Interplay between heme oxygenase-1 and miR-378 affects non-small cell lung carcinoma growth, vascularization, and metastasis

Antioxidants & redox signaling (2013) 19 (7) 644-660 - doi : 10.1089/ars.2013.5184

par Frapart - publié le

Abstract :

AIMS : Heme oxygenase-1 (HO-1, HMOX1) can prevent tumor initiation ; while in various tumors, it has been demonstrated to promote growth, angiogenesis, and metastasis. Here, we investigated whether HMOX1 can modulate microRNAs (miRNAs) and regulate human non-small cell lung carcinoma (NSCLC) development. RESULTS : Stable HMOX1 overexpression in NSCLC NCI-H292 cells up-regulated tumor-suppressive miRNAs, whereas it significantly diminished the expression of oncomirs and angiomirs. The most potently down-regulated was miR-378. HMOX1 also up-regulated p53, down-regulated angiopoietin-1 (Ang-1) and mucin-5AC (MUC5AC), reduced proliferation, migration, and diminished angiogenic potential. Carbon monoxide was a mediator of HMOX1 effects on proliferation, migration, and miR-378 expression. In contrast, stable miR-378 overexpression decreased HMOX1 and p53 ; while enhanced expression of MUC5AC, vascular endothelial growth factor (VEGF), interleukin-8 (IL-8), and Ang-1, and consequently increased proliferation, migration, and stimulation of endothelial cells. Adenoviral delivery of HMOX1 reversed miR-378 effect on the proliferation and migration of cancer cells. In vivo, HMOX1 overexpressing tumors were smaller, less vascularized and oxygenated, and less metastatic.
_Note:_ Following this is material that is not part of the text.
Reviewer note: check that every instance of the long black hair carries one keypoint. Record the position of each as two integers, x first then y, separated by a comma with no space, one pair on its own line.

Overexpression of miR-378 exerted opposite effects. Accordingly, in patients with NSCLC, HMOX1 expression was lower in metastases to lymph nodes than in primary tumors. INNOVATION AND CONCLUSION : In vitro and in vivo data indicate that the interplay between HMOX1 and miR-378 significantly modulates NSCLC progression and angiogenesis, suggesting miR-378 as a new therapeutic target. REBOUND TRACK : This work was rejected during standard peer review and rescued by Rebound Peer Review (Antioxid Redox Signal 16, 293-296, 2012) with the following serving as open reviewers : James F. George, Mahin D. Maines, Justin C. Mason, and Yasufumi Sato.